Leadership as Storytelling

Leadership as Storytelling

One of a leader’s key responsibilities is to engage people into a future – a future that most likely is different than the present.  Leaders of today are responsible for leading change, not keeping things the same.

When leaders seek to influence others in an organization, they encounter resistance; this is to be expected, as the role of supervision is to keep things the same through process and efficient action.  Thus, resistance is built into the leadership/supervision model.

Where to start with initiating a change?  Storytelling.  Humans live in stories.  We are engaged by stories, make sense of the world by them, and encode memories with them.

Data can kill engagement and memory.  My own career started as a financial analyst, and I became adept at seeing patterns in data and how they could inform decisions.  People nodded politely and then didn’t change. Lots of data didn’t help.  I later learned that the data stimulated only the logical portions of the brain; research finds that people forget 90% of what they learn in 30 days.  Yikes! How can we increase engagement and memory?

The answer is storytelling.  People recall information, initiate change, and take risks based on the emotionalcenters of the brain.  Remember, change is risk.  This is where storytelling comes into play.  Meaning is far more effective at creating memories than data. 

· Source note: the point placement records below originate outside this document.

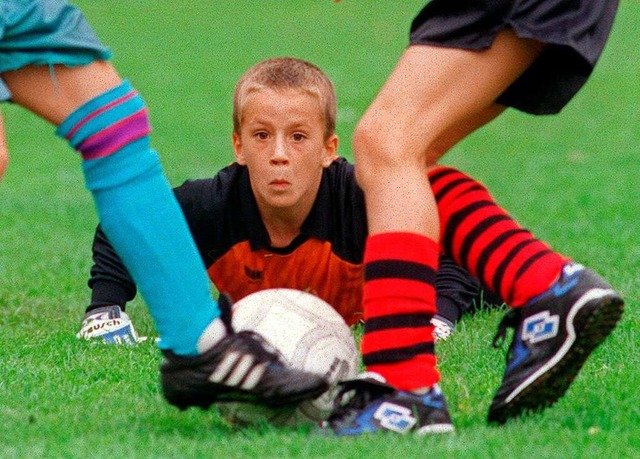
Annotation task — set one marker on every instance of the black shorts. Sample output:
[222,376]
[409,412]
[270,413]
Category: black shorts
[575,32]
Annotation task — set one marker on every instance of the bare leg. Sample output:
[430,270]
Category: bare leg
[415,117]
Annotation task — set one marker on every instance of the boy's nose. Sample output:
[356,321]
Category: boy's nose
[279,155]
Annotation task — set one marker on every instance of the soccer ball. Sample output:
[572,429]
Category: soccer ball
[309,335]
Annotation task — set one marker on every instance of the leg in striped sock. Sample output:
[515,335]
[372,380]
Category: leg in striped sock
[399,302]
[483,238]
[141,216]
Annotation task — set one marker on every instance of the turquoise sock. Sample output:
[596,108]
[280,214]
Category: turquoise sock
[141,216]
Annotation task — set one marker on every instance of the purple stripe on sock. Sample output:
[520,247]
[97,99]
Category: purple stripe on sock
[100,110]
[116,136]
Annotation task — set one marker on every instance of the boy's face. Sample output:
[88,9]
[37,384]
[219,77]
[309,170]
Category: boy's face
[282,143]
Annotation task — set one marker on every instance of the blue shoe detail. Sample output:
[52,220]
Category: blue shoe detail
[378,407]
[554,334]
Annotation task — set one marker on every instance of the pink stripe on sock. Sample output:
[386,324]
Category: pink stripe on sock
[114,137]
[100,110]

Effective storytelling engages people into a future. To be effective, the story must be:

  1. Short: Ten minutes or less. Research shows that after 10 minutes, attention wanes.
  2. Descriptive: Stories that include adjectives that people can relate to are more memorable.  Use varied, specific, and unique descriptors.  Saying the future will be “great” is a waste of the ten minutes; instead, create a mental image of the future.
  3. Multi-Sensory: Memories are best encoded when they stimulate many of our senses.  Judicious use of PowerPoint is helpful, if it is visually oriented to support the story; a few key data points can help, but a lot of data kills the story.  Consider the venue you tell the story as part of the sensory process.  And make it meaningful.

I could give you more tips, but the research says you will forget them in 30 days.